Bob,
You must determine the goal of the exercise. If you are targeting the hamstrings, you must maintain a flat back. This makes the movement exclusively hip extension, of which the hamstrings are the prime movers (except for the short head of the biceps femoris - as it only crosses the knee, it is best hit by knee flexion movements - but the other hamstring muscles cross the hip).
If you are targeting the spinal erectors / "low back", the that is the joint(s) that must move - the lumbar spine. However, given the loads imvolved and the moment arm of the muscles and the resistance (and other mechanical factors), the "SDL" is less than ideal for spinal erector work. Lots of risk for reward that could be had with "safer" and possibly more effective exercises.
If you allow the back to round, you shift some of the load from the hamstrings, to the spinal erectors. The spinal erectors are active isometrically because of load placement, but not concentrically/eccentrically unless the lumbar spine moves.
Do'nt know about you, but I have a different strength ration in my spinal erectors and hamstrings. Not sure if I would want a load appropriate for one group thrown onto another.

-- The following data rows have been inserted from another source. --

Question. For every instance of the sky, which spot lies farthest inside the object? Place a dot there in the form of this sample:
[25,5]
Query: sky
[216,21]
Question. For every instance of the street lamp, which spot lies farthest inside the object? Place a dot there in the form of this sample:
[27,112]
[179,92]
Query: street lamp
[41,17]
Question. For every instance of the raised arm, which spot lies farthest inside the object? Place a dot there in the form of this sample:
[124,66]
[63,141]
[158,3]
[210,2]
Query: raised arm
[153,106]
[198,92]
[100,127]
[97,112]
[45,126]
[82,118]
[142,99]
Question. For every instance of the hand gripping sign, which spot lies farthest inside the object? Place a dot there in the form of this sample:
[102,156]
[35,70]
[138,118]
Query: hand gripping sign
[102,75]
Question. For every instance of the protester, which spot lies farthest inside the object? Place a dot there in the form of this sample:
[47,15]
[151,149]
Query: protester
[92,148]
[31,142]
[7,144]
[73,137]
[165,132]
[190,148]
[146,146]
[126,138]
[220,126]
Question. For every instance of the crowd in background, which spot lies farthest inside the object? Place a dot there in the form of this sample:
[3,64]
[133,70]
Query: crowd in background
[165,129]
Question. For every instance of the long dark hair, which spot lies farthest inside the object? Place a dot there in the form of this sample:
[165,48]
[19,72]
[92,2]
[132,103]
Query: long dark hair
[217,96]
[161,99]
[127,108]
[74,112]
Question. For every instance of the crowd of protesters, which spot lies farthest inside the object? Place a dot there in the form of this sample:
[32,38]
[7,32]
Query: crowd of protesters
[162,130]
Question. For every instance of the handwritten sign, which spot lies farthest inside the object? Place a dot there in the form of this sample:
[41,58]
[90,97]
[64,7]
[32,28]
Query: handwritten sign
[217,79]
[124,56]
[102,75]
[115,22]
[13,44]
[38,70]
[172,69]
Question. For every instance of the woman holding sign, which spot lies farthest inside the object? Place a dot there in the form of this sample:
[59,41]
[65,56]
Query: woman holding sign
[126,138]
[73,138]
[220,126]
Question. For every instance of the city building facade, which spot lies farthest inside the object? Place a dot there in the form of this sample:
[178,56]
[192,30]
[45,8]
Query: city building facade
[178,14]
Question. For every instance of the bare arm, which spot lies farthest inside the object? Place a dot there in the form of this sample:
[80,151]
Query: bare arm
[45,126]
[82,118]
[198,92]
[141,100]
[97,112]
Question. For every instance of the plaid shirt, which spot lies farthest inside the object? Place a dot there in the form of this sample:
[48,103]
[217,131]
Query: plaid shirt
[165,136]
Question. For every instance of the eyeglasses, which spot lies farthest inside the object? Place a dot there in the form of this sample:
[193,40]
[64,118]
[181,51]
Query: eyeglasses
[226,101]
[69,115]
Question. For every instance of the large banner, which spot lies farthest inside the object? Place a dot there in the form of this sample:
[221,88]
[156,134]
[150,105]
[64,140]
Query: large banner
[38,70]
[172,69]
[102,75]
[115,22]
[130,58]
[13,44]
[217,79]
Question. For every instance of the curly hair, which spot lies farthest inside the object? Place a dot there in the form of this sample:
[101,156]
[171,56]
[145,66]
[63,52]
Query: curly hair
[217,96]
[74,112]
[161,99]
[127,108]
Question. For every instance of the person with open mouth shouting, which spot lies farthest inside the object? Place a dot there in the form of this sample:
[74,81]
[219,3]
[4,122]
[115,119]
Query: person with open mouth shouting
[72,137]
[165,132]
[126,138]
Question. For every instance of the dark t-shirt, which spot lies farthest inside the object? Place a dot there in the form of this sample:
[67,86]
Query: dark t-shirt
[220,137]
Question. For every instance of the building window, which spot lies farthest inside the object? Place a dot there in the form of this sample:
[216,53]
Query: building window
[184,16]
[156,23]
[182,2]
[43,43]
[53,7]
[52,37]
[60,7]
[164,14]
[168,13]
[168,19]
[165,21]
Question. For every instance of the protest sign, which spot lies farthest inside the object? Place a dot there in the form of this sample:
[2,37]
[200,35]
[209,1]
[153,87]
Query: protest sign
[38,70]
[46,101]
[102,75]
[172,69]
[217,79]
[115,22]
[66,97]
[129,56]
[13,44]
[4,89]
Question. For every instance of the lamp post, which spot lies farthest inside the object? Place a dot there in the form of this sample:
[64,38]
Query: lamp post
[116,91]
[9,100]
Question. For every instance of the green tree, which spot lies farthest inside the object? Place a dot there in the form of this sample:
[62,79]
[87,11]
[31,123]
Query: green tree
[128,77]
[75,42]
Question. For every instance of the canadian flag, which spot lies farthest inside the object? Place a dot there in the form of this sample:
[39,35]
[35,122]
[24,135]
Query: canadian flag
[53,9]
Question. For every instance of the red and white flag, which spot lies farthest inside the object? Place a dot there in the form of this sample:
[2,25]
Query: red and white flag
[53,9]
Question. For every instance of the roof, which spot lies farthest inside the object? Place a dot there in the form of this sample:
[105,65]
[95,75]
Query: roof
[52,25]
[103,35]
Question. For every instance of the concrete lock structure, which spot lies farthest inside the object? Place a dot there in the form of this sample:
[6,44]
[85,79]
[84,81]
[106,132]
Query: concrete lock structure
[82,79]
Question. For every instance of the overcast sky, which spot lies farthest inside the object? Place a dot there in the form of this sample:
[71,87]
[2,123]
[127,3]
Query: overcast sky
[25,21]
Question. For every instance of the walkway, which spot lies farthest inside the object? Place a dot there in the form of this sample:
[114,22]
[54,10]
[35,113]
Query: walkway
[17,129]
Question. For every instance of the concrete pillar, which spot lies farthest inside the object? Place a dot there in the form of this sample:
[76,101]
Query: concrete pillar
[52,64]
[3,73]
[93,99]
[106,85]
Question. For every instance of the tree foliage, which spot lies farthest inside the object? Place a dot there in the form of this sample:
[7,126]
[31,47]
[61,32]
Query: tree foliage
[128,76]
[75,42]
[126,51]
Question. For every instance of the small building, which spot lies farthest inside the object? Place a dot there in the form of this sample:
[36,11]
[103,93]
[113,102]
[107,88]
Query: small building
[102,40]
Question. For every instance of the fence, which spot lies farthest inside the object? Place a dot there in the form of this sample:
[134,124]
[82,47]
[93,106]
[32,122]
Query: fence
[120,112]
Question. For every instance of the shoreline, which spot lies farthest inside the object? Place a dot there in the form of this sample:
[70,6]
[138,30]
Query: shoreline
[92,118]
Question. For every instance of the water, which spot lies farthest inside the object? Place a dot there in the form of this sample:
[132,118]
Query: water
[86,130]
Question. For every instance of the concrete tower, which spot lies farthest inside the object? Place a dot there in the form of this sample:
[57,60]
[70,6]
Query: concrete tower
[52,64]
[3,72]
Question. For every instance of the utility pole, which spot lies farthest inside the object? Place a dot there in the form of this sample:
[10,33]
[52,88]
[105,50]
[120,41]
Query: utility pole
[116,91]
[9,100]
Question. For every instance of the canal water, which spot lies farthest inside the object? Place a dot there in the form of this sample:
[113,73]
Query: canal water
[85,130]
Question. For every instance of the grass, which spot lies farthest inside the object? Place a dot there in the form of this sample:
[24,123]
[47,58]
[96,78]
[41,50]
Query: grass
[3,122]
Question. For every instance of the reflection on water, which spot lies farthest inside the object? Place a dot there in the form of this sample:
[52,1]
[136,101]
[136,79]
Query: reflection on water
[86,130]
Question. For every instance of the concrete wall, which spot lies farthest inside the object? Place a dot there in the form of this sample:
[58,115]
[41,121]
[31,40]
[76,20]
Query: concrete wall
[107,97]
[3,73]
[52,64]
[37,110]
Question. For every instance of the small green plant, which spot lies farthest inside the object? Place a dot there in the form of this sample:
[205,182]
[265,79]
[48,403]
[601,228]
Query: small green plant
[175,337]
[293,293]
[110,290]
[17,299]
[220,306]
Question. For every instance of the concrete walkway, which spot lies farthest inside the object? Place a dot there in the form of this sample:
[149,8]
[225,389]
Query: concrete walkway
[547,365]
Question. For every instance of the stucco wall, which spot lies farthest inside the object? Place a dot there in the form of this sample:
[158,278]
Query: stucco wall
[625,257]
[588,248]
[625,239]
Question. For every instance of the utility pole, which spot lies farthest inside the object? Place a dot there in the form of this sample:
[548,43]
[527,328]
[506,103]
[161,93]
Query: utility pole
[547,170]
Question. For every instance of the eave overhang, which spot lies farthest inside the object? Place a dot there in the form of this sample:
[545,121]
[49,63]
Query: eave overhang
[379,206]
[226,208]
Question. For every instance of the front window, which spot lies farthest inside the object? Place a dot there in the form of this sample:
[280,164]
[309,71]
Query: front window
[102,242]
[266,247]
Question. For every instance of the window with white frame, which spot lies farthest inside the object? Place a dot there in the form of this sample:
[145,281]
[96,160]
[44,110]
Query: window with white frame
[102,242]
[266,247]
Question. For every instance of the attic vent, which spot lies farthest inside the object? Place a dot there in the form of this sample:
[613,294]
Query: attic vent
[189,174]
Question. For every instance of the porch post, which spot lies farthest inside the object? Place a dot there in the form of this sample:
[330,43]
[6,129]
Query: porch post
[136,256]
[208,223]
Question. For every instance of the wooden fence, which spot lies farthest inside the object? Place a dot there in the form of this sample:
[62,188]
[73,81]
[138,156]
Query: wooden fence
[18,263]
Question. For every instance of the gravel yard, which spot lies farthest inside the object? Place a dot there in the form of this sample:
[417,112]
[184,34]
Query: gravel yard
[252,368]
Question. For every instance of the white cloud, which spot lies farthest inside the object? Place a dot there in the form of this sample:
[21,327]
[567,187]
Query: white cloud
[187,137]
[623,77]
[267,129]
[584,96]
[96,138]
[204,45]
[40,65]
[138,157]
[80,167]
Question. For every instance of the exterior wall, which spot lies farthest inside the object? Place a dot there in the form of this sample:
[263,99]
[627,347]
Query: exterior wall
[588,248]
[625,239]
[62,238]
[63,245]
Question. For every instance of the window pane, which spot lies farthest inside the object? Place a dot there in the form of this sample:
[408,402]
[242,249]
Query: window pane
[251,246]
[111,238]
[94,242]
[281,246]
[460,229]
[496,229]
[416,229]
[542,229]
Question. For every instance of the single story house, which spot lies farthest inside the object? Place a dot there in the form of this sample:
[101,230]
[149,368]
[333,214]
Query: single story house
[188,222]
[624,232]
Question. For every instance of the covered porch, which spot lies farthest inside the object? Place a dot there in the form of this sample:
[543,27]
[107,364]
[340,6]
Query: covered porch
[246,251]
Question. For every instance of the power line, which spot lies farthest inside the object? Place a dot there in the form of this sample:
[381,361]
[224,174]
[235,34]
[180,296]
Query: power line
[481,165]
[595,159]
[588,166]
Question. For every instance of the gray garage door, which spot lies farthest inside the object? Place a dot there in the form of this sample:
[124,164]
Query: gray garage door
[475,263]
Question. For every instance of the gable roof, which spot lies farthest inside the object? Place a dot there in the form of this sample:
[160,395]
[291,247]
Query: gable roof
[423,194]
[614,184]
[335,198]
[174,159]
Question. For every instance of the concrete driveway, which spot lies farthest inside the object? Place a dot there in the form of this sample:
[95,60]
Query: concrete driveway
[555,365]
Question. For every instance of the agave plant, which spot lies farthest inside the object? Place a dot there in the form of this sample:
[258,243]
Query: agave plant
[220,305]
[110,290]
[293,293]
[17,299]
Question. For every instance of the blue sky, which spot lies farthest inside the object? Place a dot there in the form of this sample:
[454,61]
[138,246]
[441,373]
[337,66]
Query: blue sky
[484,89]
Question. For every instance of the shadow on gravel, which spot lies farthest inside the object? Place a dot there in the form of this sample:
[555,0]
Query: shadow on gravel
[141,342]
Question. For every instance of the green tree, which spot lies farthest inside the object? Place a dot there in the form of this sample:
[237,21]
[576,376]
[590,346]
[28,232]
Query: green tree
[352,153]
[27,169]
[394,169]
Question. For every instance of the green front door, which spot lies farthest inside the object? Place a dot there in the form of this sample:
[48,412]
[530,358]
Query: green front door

Flat back is generally safer.
On another note, spinal disc integrity decreases by 50% when the spine is forward flexed. This is made worse if you are loaded - even worse if seated - and reallllly bad if you also rotate (somewhere in the neighborhood of 85% loss).
This is why most people injure their back, not with a large load correctly lifted, but a light load lifted suddenly (larger force on lumbar spine - f=m*a) with forward bend and rotation.